Logitech Webcams Enable Telepsychiatry Sessions

Logitech's Webcams allow doctors using Secure Telehealth's telepsychiatry platform to meet with patients remotely and gauge their mental health.

Known for computer peripherals and home entertainment equipment such as speakers and remotes, Logitech has entered the health care space with its Webcams, which enable doctors and patients to connect on a telepsychiatry platform from Secure Telehealth.

Secure Telehealth provides psychiatry services over an encrypted cloud-based Web platform for mentally ill patients or those on psychotropic drugs.

The company targets its telepsychiatry platform to doctors in large cities who need to treat patients in rural areas who can't get to a psychiatrist's office. Patients can use the Secure Telehealth service in homes, clinics or in schools.

Telehealth services are a growing option for doctors and patients who can't connect in an actual office. Companies such as American Well and UnitedHealthGroup provide virtual face-to-face care for patients in remote areas.
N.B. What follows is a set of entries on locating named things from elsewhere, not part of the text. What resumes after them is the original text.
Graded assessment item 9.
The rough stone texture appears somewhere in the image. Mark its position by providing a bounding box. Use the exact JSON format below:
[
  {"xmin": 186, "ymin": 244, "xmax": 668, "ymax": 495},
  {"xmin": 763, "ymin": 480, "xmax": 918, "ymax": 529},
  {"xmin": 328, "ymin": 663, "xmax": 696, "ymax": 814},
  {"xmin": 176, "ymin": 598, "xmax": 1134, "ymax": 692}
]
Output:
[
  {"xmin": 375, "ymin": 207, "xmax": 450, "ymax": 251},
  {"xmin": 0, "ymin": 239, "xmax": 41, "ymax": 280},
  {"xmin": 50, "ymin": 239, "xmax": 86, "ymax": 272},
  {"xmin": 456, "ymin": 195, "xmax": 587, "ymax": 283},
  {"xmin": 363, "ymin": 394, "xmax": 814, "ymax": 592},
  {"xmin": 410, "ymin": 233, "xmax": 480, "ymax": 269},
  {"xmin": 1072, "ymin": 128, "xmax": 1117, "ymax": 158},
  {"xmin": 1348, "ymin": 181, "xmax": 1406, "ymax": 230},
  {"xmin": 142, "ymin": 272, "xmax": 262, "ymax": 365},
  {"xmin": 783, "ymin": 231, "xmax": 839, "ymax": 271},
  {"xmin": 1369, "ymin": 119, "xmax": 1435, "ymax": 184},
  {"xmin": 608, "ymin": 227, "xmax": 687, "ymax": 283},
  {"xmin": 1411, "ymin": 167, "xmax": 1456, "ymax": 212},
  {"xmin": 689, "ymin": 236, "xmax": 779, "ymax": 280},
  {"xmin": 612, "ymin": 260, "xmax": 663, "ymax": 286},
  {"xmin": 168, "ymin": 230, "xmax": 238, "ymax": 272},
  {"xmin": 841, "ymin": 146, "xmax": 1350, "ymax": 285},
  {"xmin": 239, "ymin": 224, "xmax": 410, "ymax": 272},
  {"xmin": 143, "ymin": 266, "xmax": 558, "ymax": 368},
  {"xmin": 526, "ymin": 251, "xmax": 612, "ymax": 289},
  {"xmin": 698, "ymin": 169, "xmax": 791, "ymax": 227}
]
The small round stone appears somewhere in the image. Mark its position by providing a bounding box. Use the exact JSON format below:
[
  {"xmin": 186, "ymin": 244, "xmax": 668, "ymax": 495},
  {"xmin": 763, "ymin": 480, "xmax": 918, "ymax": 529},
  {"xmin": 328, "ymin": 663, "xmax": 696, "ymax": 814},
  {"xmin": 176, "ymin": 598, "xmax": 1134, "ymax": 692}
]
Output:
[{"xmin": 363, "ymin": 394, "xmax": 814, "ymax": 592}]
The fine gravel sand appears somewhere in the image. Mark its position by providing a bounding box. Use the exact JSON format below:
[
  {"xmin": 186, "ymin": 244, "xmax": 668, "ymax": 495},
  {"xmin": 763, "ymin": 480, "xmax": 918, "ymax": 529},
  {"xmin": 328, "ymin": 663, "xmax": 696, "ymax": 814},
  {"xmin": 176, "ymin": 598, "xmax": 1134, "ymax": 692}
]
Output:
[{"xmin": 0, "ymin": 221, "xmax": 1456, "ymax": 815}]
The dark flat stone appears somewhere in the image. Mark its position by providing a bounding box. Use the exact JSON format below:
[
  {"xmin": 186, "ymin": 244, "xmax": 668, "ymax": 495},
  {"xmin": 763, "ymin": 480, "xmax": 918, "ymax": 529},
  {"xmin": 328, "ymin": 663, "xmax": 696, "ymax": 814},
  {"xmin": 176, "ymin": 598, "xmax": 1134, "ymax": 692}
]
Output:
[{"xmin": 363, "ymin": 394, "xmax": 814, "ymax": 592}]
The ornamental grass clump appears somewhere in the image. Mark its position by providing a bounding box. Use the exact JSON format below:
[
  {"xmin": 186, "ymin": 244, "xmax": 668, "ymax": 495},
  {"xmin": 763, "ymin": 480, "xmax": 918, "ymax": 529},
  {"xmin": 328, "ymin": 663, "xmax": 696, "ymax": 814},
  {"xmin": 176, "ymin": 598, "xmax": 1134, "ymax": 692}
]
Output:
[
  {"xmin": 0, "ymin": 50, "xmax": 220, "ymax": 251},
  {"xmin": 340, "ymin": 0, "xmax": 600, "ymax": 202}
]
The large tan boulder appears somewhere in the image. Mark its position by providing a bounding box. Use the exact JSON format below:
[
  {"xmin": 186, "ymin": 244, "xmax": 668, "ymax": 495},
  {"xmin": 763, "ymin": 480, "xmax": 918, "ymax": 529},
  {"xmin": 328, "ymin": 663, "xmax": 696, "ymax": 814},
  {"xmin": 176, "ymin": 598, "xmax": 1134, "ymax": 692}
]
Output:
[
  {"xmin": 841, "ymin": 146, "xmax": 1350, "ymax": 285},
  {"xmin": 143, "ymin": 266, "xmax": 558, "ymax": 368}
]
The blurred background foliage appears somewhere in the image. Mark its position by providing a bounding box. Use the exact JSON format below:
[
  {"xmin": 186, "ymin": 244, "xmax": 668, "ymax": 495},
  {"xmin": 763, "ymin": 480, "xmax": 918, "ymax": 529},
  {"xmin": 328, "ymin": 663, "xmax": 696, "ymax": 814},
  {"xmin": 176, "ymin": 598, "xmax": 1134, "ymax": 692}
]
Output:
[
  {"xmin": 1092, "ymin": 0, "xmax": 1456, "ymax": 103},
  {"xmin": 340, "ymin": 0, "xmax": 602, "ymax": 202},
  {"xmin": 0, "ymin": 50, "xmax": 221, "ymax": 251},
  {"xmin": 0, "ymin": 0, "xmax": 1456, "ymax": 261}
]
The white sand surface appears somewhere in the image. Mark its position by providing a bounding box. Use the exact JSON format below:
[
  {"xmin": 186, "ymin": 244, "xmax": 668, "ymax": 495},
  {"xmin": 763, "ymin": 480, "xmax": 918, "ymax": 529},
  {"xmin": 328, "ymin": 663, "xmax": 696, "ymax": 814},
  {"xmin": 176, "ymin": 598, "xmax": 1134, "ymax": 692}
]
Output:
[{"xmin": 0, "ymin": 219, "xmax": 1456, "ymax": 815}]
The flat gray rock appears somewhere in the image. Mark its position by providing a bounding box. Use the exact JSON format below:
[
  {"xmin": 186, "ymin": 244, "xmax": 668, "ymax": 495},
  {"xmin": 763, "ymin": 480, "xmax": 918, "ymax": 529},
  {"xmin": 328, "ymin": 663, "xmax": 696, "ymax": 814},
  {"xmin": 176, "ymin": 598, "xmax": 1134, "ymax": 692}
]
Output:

"This has become the very important component: the ability to treat behavioral health clients in a rural town," Jim Mountain, owner of Secure Telehealth, told eWEEK. "The alternative of doing this is having a psychiatrist in a high-rise office building."

By using the Web platform, doctors can assess patients' mental wellbeing. Physicians access the virtual meeting rooms for $300 per month. The service requires a Webcam, a microphone and Secure Telehealth software on client machines.

Secure Telehealth uses the Nefsis cloud video conferencing service to connect doctors and patients. Nefsis provides multipoint high-definition video conferencing along with Secure Sockets Layer/Transport Layer Security (SSL/TLS) encryption.

Meanwhile, Logitech's Webcams allow doctors and patients to see each other at 30 frames per second. Logitech says this frame rate allows doctors to observe patients who may have facial twitches or show signs of drug use.

These frame rates have made telehealth work on PC-based video conferencing platforms, according to Eric Kintz, vice president and general manager, Logitech for Business.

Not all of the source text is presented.